Hyperbolic Hierarchical Clustering.

Related tags

Deep LearningHypHC
Overview

Hyperbolic Hierarchical Clustering (HypHC)

This code is the official PyTorch implementation of the NeurIPS 2020 paper:

From Trees to Continuous Embeddings and Back: Hyperbolic Hierarchical Clustering
Ines Chami, Albert Gu, Vaggos Chatziafratis and Christopher Ré
Stanford University
Paper: https://arxiv.org/abs/2010.00402

Abstract. Similarity-based Hierarchical Clustering (HC) is a classical unsupervised machine learning algorithm that has traditionally been solved with heuristic algorithms like Average-Linkage. Recently, Dasgupta reframed HC as a discrete optimization problem by introducing a global cost function measuring the quality of a given tree. In this work, we provide the first continuous relaxation of Dasgupta's discrete optimization problem with provable quality guarantees. The key idea of our method, HypHC, is showing a direct correspondence from discrete trees to continuous representations (via the hyperbolic embeddings of their leaf nodes) and back (via a decoding algorithm that maps leaf embeddings to a dendrogram), allowing us to search the space of discrete binary trees with continuous optimization.
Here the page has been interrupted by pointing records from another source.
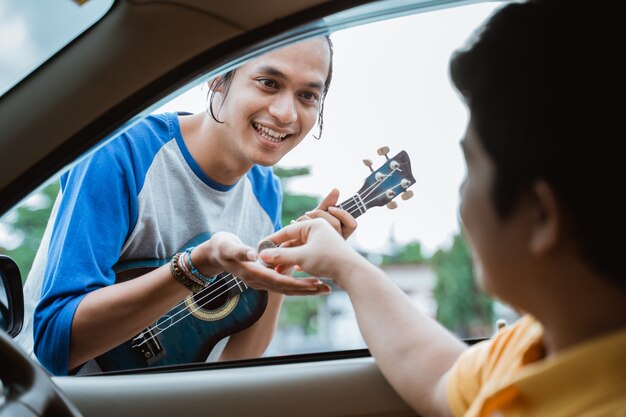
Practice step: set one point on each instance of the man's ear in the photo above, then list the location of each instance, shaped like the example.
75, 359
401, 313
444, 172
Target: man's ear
548, 221
216, 84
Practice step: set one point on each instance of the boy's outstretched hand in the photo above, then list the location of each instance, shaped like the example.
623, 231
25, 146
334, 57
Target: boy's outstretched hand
314, 246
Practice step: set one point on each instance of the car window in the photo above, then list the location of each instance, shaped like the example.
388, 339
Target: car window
390, 92
31, 32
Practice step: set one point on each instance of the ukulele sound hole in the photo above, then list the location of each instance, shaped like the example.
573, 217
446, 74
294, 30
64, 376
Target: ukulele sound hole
211, 300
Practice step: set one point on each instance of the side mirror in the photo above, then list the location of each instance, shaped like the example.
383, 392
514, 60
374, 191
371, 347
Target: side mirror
11, 297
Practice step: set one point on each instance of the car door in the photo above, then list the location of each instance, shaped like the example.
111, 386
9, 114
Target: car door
146, 56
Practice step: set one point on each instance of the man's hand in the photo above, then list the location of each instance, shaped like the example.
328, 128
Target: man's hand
339, 219
225, 252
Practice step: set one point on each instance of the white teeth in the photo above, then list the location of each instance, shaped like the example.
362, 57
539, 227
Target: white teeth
270, 134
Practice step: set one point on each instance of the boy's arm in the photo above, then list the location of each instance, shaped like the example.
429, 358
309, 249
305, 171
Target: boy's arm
413, 351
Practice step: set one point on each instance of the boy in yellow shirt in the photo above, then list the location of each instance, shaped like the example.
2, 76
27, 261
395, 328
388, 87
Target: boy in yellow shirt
544, 150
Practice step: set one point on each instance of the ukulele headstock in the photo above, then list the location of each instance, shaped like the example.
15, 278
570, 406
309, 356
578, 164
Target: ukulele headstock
384, 184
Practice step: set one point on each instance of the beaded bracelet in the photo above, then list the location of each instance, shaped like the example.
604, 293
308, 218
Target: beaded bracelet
183, 279
194, 270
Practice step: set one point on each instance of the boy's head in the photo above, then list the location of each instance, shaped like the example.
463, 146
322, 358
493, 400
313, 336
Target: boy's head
543, 81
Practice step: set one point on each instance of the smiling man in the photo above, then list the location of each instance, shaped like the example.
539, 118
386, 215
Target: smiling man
164, 182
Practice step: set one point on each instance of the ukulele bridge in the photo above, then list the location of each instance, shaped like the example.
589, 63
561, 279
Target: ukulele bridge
147, 346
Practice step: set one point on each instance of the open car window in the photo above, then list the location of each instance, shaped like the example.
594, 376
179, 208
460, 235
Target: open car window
390, 89
31, 32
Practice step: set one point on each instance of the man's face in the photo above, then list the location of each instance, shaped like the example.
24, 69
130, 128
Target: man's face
273, 101
498, 246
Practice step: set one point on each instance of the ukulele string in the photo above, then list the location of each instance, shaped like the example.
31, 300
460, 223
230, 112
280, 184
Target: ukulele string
352, 209
192, 310
366, 194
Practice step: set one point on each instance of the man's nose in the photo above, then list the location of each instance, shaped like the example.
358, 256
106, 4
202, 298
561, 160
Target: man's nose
283, 108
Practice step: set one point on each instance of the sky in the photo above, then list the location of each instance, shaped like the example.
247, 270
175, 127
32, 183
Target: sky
390, 88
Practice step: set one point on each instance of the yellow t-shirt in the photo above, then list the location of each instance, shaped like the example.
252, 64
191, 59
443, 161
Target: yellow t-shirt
509, 376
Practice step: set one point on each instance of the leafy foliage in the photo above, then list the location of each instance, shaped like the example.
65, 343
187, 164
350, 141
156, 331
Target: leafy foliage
411, 253
27, 223
462, 306
294, 205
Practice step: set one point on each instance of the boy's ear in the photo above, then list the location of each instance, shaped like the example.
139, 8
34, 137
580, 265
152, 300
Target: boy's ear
548, 221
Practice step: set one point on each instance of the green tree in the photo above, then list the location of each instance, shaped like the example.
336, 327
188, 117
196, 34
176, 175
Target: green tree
461, 305
27, 223
411, 253
294, 205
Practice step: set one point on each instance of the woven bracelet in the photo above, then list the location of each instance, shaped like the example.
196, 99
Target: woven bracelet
182, 279
194, 270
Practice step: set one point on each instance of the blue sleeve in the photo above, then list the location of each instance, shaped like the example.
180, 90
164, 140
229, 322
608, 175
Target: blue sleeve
268, 191
94, 218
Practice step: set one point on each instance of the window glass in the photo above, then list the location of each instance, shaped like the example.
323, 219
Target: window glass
390, 89
33, 31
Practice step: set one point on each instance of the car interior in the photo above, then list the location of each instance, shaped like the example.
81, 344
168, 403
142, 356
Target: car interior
139, 57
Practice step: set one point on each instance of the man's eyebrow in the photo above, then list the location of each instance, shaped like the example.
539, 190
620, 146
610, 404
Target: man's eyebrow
279, 74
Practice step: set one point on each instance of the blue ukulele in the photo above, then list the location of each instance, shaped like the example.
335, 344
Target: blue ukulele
188, 332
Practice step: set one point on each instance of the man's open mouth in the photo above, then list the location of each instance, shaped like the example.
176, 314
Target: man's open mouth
270, 134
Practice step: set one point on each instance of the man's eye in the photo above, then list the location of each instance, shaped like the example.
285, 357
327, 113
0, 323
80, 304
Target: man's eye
266, 82
310, 96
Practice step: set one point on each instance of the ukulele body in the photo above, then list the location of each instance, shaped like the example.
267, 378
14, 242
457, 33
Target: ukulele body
189, 332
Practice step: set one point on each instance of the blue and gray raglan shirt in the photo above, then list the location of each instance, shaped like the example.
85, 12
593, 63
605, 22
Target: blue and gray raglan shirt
141, 196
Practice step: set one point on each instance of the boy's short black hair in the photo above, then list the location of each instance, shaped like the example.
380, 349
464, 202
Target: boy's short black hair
544, 81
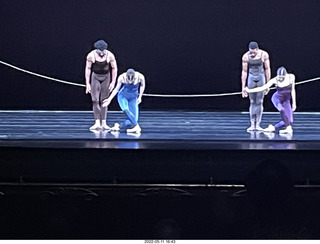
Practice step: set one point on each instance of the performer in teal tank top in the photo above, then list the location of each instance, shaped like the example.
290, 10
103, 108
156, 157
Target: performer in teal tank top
255, 73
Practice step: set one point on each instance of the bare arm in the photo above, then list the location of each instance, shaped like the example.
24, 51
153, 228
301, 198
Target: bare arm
244, 74
261, 88
142, 88
107, 101
293, 93
114, 71
89, 62
267, 68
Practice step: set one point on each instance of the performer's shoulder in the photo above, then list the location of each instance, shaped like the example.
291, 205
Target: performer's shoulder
245, 57
90, 56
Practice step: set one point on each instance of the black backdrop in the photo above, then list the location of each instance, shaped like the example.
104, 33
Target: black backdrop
182, 47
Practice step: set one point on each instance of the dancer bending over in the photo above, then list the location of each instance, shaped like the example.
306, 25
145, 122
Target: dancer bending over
285, 84
131, 85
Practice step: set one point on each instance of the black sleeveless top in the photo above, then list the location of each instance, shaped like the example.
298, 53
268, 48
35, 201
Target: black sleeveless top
100, 67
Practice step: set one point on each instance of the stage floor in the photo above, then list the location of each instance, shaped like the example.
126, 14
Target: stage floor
160, 130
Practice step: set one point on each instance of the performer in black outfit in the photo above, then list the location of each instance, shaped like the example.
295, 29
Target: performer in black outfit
100, 73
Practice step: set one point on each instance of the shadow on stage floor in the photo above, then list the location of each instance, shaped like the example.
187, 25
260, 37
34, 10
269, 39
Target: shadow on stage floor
189, 175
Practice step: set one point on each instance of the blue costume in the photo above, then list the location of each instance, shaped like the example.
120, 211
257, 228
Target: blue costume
127, 99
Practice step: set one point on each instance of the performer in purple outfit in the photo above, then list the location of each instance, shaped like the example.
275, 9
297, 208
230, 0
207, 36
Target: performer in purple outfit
281, 99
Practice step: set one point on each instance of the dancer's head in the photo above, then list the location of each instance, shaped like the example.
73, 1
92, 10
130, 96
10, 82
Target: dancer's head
253, 48
101, 47
281, 73
130, 75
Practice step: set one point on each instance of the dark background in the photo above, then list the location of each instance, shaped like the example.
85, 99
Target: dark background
182, 47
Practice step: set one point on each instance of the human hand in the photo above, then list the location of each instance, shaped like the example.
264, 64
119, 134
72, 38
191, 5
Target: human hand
111, 86
294, 107
266, 91
88, 88
244, 92
106, 102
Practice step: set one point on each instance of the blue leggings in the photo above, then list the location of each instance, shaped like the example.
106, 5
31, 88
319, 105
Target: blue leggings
285, 111
129, 105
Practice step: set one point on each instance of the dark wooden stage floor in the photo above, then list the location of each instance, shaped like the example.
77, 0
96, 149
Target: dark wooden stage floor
58, 180
174, 147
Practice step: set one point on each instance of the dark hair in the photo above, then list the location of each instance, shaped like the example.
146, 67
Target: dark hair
101, 45
281, 71
130, 71
253, 45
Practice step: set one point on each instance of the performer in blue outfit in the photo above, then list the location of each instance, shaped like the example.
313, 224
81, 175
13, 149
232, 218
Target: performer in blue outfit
130, 87
255, 72
285, 84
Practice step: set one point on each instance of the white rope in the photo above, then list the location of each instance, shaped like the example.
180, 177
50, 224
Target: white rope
42, 76
145, 94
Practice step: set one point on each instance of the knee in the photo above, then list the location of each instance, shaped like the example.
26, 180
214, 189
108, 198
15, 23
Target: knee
95, 102
126, 110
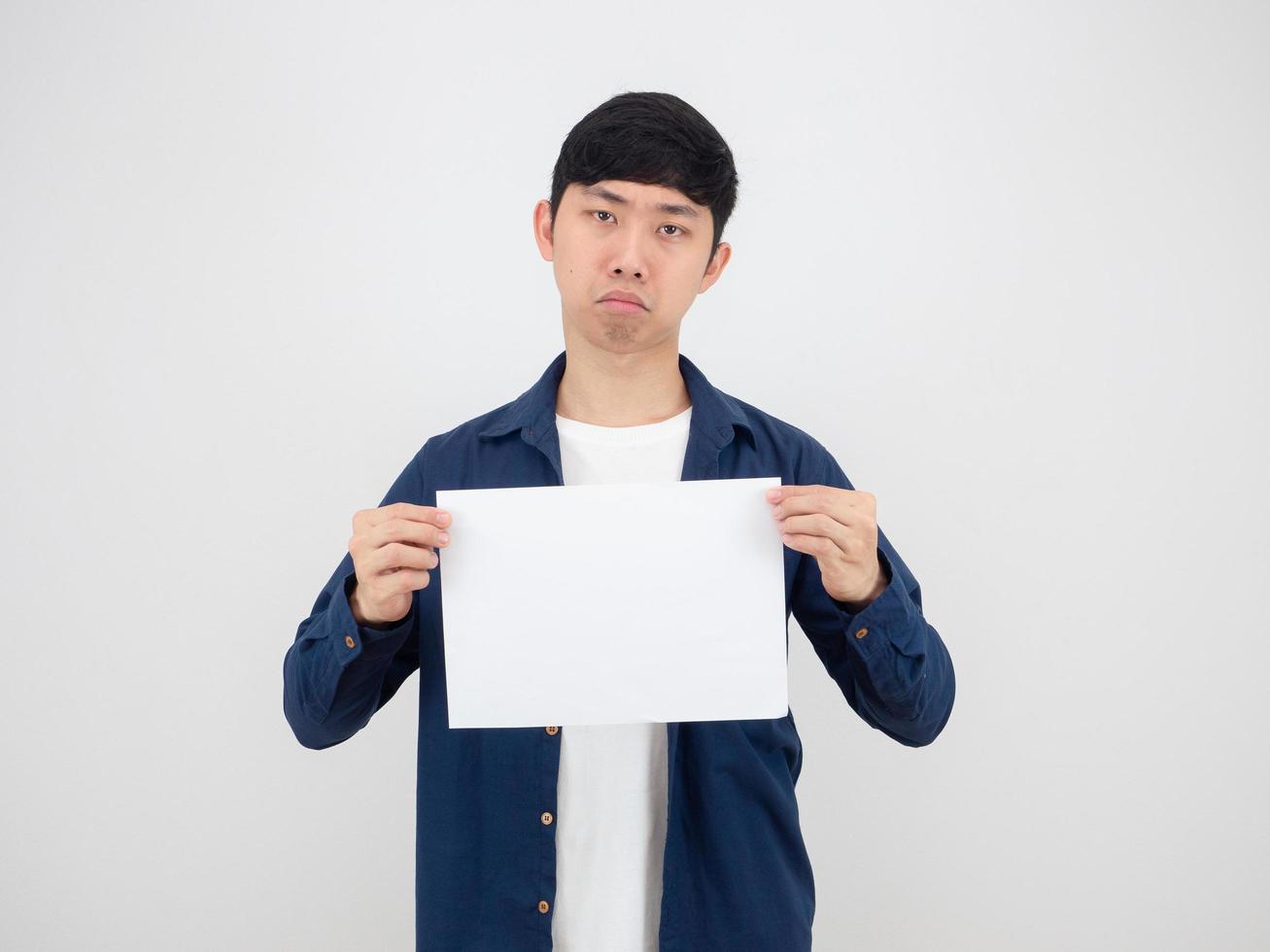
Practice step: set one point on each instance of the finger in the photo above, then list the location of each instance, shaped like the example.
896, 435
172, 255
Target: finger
837, 501
785, 492
416, 533
822, 526
396, 556
408, 510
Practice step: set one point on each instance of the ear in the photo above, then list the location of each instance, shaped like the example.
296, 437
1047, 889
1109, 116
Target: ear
544, 228
715, 265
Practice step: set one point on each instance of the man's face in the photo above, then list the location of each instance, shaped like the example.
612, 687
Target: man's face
644, 240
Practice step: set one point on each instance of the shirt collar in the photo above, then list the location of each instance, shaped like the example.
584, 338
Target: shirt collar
714, 413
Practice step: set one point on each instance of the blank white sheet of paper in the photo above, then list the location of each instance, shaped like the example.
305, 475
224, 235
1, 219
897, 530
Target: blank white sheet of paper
613, 603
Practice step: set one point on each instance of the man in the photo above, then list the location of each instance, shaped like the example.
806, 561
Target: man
603, 838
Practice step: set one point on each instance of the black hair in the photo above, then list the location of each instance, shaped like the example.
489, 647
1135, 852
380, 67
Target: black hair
653, 139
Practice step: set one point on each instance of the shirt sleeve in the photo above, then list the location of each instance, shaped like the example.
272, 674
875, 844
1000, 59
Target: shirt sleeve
338, 673
889, 662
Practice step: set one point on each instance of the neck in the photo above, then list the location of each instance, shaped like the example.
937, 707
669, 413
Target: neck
623, 390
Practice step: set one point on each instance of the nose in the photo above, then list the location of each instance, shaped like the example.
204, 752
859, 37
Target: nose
629, 257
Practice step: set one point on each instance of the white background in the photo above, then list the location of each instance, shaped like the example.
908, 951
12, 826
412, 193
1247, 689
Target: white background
1006, 260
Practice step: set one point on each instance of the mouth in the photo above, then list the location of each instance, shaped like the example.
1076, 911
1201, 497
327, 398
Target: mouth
620, 306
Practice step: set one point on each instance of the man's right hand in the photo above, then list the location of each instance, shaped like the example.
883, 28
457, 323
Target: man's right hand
393, 549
Building on analogies between trees and hyperbolic space, we derive a continuous analogue for the notion of lowest common ancestor, which leads to a continuous relaxation of Dasgupta's discrete objective. We can show that after decoding, the global minimizer of our continuous relaxation yields a discrete tree with a (1+epsilon)-factor approximation for Dasgupta's optimal tree, where epsilon can be made arbitrarily small and controls optimization challenges. We experimentally evaluate HypHC on a variety of HC benchmarks and find that even approximate solutions found with gradient descent have superior clustering quality than agglomerative heuristics or other gradient based algorithms. Finally, we highlight the flexibility of HypHC using end-to-end training in a downstream classification task.

Installation

This code has been tested with python3.7. First, create a virtual environment (or conda environment) and install the dependencies:

python3 -m venv hyphc_env

source hyphc_env/bin/activate

pip install -r requirements.txt

Then install the mst and unionfind packages which are used to decode embeddings into trees and compute the discrete Dasgupta Cost efficiently:

cd mst; python setup.py build_ext --inplace

cd unionfind; python setup.py build_ext --inplace

Datasets

source download_data.sh

This will download the zoo, iris and glass datasets from the UCI machine learning repository. Please refer to the paper for the download links of the other datasets used in the paper.

Code Usage

Train script

To use the code, first set environment variables in each shell session:

source set_env.sh

To train the HypHC mode, use the train script:

python train.py
    optional arguments:
      -h, --help            show this help message and exit
      --seed SEED
      --epochs EPOCHS
      --batch_size BATCH_SIZE
      --learning_rate LEARNING_RATE
      --eval_every EVAL_EVERY
      --patience PATIENCE
      --optimizer OPTIMIZER
      --save SAVE
      --fast_decoding FAST_DECODING
      --num_samples NUM_SAMPLES
      --dtype DTYPE
      --rank RANK
      --temperature TEMPERATURE
      --init_size INIT_SIZE
      --anneal_every ANNEAL_EVERY
      --anneal_factor ANNEAL_FACTOR
      --max_scale MAX_SCALE
      --dataset DATASET

Examples

We provide examples of training commands for the zoo, iris and glass datasets. For instance, to train HypHC on zoo, run:

source examples/run_zoo.sh

This will create an embedding directory and save training logs, embeddings and the configuration parameters in a embedding/zoo/[unique_id] where the unique id is based on the configuration parameters used to train the model.

Citation

If you find this code useful, please cite the following paper:

@inproceedings{NEURIPS2020_ac10ec1a,
 author = {Chami, Ines and Gu, Albert and Chatziafratis, Vaggos and R\'{e}, Christopher},
 booktitle = {Advances in Neural Information Processing Systems},
 editor = {H. Larochelle and M. Ranzato and R. Hadsell and M. F. Balcan and H. Lin},
 pages = {15065--15076},
 publisher = {Curran Associates, Inc.},
 title = {From Trees to Continuous Embeddings and Back: Hyperbolic Hierarchical Clustering},
 url = {https://proceedings.neurips.cc/paper/2020/file/ac10ec1ace51b2d973cd87973a98d3ab-Paper.pdf},
 volume = {33},
 year = {2020}
}
Owner
HazyResearch
We are a CS research group led by Prof. Chris Ré.
HazyResearch
Single cell current best practices tutorial case study for the paper:Luecken and Theis, "Current best practices in single-cell RNA-seq analysis: a tutorial"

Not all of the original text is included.